Le 29 juillet 2020 19:59:14 GMT+02:00, Benjamin Lupton notifications@github.com a écrit :
I'm thinking of using UtahFS for a backup use case.>
Plan would be to store about 2TB on data on either:>
AWS’s Glacier Deep Archive which is about $0.99/TB/month for storage>
Google's Archive which is about $1.23/TB/month for storage>
However these cheap storage costs have much more expensive access costs compared to the more expensive but more typical storage tiers the providers offer.>
As such, how much would UtahFS need to download to know what is what for say 2TB of data, and does it cache this so it doesn't have to be downloaded each boot?>
-- > You are receiving this because you are subscribed to this thread.> Reply to this email directly or view it on GitHub:> https://github.com/cloudflare/utahfs/issues/27
Florent is right, and I should also say that 2 TB of data is a relatively small amount. You'd be just as well using standard object storage providers: 2 TB on Backblaze = $10/mo
To answer the question you asked: Assuming you're not using ORAM, there's one "inode" object per file or folder which contains metadata about that file/folder. To access a file, you need to access the inodes for each directory on the way to the file, and the inode for the file itself. So the overhead is proportional to your directory structure.
Ok, that clears things up. Thanks for the information.
I'm pretty sure though that the AWS’s Glacier Deep Archive is available via the buckets API rather than usual glacier API, however it charges way more for such access.

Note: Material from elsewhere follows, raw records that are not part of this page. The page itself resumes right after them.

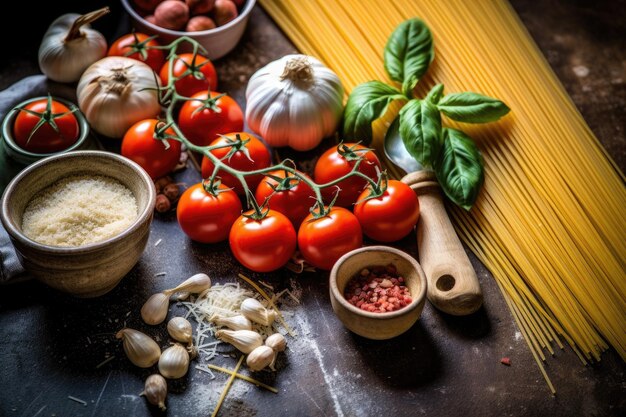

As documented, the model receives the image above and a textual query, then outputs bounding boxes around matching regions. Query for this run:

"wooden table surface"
[0,0,626,417]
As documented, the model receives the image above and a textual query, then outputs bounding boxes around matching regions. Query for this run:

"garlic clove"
[246,345,276,371]
[215,330,263,353]
[240,298,276,326]
[141,292,170,325]
[159,343,189,379]
[167,317,193,344]
[265,333,287,352]
[164,273,211,295]
[139,374,167,411]
[115,328,161,368]
[209,314,252,330]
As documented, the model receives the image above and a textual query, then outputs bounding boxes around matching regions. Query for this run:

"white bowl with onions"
[122,0,256,60]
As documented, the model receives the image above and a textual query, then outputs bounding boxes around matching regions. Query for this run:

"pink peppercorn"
[344,264,411,313]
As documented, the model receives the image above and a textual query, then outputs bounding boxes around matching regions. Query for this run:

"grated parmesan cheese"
[22,176,137,247]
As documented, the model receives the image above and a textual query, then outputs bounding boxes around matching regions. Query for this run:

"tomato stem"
[155,36,386,214]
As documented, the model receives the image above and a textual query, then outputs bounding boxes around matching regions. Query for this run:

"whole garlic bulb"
[76,56,161,138]
[246,55,343,151]
[38,7,109,83]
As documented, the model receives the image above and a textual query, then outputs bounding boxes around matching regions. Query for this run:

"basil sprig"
[383,19,435,98]
[343,18,510,210]
[343,81,406,143]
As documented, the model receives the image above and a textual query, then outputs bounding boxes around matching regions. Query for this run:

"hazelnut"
[154,0,189,30]
[185,16,215,32]
[185,0,215,16]
[213,0,239,26]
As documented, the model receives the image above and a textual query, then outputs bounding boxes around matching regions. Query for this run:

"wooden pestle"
[402,170,483,316]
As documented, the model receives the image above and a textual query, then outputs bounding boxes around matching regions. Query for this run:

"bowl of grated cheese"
[0,151,156,298]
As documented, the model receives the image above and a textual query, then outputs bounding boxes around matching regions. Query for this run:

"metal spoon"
[384,118,483,316]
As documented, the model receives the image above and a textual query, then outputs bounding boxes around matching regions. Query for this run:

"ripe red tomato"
[13,97,79,153]
[176,183,241,243]
[121,119,181,179]
[229,210,296,272]
[254,170,315,228]
[313,143,381,208]
[160,53,217,97]
[298,207,363,270]
[354,180,420,242]
[178,91,243,146]
[107,32,165,73]
[202,132,272,195]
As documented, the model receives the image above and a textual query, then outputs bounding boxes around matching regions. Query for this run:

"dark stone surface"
[0,0,626,416]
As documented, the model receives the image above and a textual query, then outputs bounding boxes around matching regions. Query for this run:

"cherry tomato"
[229,210,296,272]
[178,91,243,146]
[121,119,181,179]
[202,132,272,195]
[254,170,315,228]
[107,32,165,73]
[160,53,217,97]
[354,180,420,242]
[298,207,363,270]
[313,143,381,208]
[176,183,241,243]
[13,97,79,153]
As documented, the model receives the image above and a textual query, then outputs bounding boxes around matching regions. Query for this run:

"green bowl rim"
[2,96,90,159]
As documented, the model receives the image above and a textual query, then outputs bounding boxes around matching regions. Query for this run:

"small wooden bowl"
[330,246,426,340]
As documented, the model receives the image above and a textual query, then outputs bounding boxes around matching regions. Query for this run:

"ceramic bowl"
[0,151,156,298]
[330,246,426,340]
[2,97,89,165]
[122,0,256,60]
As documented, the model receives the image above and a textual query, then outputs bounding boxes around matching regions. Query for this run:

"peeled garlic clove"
[246,345,276,371]
[209,314,252,330]
[167,317,193,344]
[115,328,161,368]
[139,374,167,411]
[240,298,276,326]
[164,274,211,295]
[215,330,263,353]
[159,343,189,379]
[141,292,170,325]
[265,333,287,352]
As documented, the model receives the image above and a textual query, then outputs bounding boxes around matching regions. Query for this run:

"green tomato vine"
[147,36,386,220]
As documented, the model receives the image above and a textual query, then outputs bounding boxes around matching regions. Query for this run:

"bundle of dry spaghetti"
[260,0,626,391]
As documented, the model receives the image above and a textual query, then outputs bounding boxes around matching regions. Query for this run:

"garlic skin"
[139,374,167,411]
[38,7,109,83]
[167,317,193,345]
[209,314,252,330]
[76,56,161,138]
[240,298,276,326]
[246,345,276,371]
[215,330,263,353]
[159,343,189,379]
[115,328,161,368]
[141,292,170,326]
[246,55,344,151]
[265,333,287,352]
[164,273,211,294]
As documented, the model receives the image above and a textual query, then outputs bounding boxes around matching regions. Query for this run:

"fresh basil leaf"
[383,18,435,97]
[400,99,442,167]
[437,92,510,123]
[343,81,406,145]
[435,128,485,210]
[426,84,443,104]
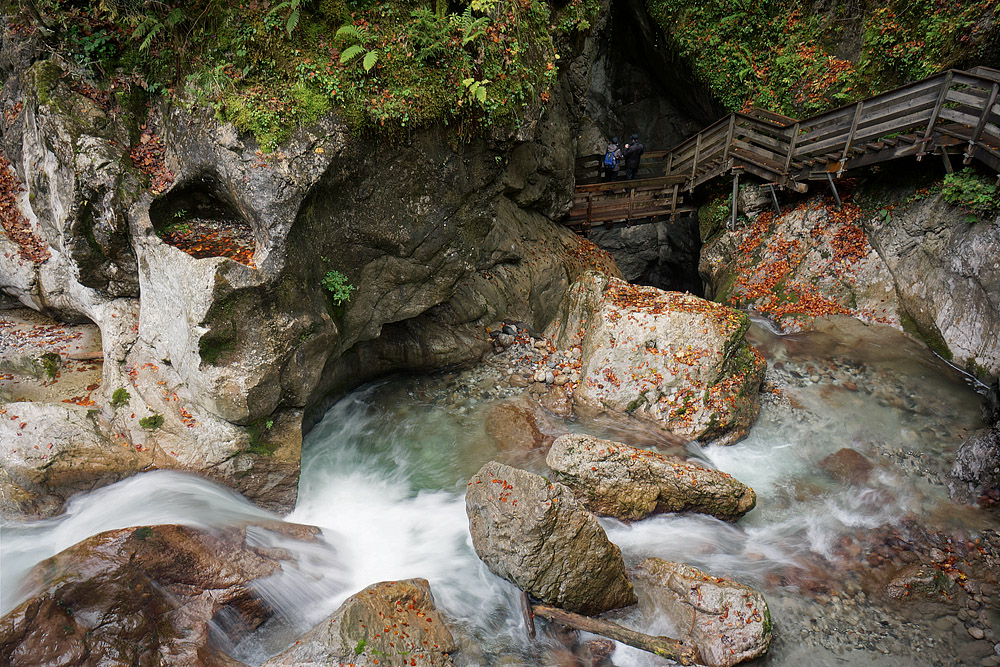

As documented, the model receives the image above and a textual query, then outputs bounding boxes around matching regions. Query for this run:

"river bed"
[0,321,1000,667]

Unfortunately, $10/month is too much for my career path. Will just go something way more basic then (writing directly to them without anything fancy).
I'm thinking of using UtahFS for a backup use case (storage of 2+TB of data, with intended retrieval of 1TB of data about once a year), using one of the following providers:
AWS’s Glacier Deep Archive which is about $1/TB/month/storage 180 day minimum and $20.50/TB/access ($2.50/TB for bulk access, 48 hour wait time for retrieval) — calculator
Google's Archive which is about $1.23/TB/month/storage and $51.20/TB/access — calculator
Which have much cheaper storage costs, but much more expensive access costs compared to the more typical tiers.
As such, how much would UtahFS need to download to know what is what per TB of data, and does it cache this "table of contents" knowledge so it doesn't have to be downloaded each boot?
One other consideration here is that these archival storage classes generally require a minimum lease on the data storage (so you upload a file, and you pay for a minimum of 6 months of storage of that file) — as such, UtahFS shouldn't change files unless absolutely necessary.